E-Commerce Boom Fuels These ETFs

May 17, 2016

Last week was painful for retail stocks. Earnings misses from the likes of Macy's, Nordstrom and Gap sent those respective stocks plunging, fueling broader fears about the health of the U.S. consumer and the economy.

With that backdrop, investors were bracing for the worst on Friday, when the government was due to release the monthly retail sales report. Yet, lo and behold, the Commerce Department reported that retail sales actually surged April.

In fact, the 1.3% increase in April was the fastest pace of growth in more than a year.

With these mixed messages, it's easy for an investor to get confused about the outlook for retailers. Are things rosy or are things gloomy?

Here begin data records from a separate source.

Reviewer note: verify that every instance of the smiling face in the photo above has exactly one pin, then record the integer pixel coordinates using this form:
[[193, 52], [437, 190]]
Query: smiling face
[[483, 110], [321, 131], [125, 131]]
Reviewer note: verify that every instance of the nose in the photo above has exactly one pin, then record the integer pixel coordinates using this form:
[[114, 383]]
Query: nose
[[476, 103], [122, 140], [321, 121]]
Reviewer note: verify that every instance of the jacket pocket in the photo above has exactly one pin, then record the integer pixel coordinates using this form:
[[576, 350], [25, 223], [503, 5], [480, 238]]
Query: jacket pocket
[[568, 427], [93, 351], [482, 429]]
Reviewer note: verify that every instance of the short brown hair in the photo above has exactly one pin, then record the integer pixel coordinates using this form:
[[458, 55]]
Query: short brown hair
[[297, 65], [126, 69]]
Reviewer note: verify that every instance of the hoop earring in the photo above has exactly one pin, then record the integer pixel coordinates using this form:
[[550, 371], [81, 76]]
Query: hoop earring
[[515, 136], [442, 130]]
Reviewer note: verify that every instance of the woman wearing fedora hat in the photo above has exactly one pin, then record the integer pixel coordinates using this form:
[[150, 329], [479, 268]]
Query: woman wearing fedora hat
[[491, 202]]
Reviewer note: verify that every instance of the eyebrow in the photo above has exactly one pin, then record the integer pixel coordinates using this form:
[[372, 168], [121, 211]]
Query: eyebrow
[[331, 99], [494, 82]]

Retail Sales Growth (month-over-month)

Department Stores Struggle, Overall Sales Solid

The answer to that question largely depends on what type of retailers we're talking about. There's no question that department stores―like the aforementioned Macy's and Nordstrom―are doing poorly.

According to the latest Commerce Department figures, sales in that category were down 1.7% from a year ago in April.

However, aside from department stores, electronic stores and gasoline stations, retail sales are doing just fine. Overall sales were up by 2.7% year-over-year in April, with one category in particular leading the charge―online.

Online sales were up a whopping 10.2% from a year ago in April.

Online Sales Steadily Growing

Of course, this trend is nothing new. Consumers have been gravitating toward doing more of their shopping online for years now.

According to the Commerce Department, total e-commerce sales in 2015 were $341.7 billion, which represents 7.3% of total sales. That's up from $91 billion, or 2.5% of total sales, in 2005.

Most analysts believe that e-commerce sales will continue to grow by double-digit percentages annually, gaining market share at the expense of brick-and-mortar sales.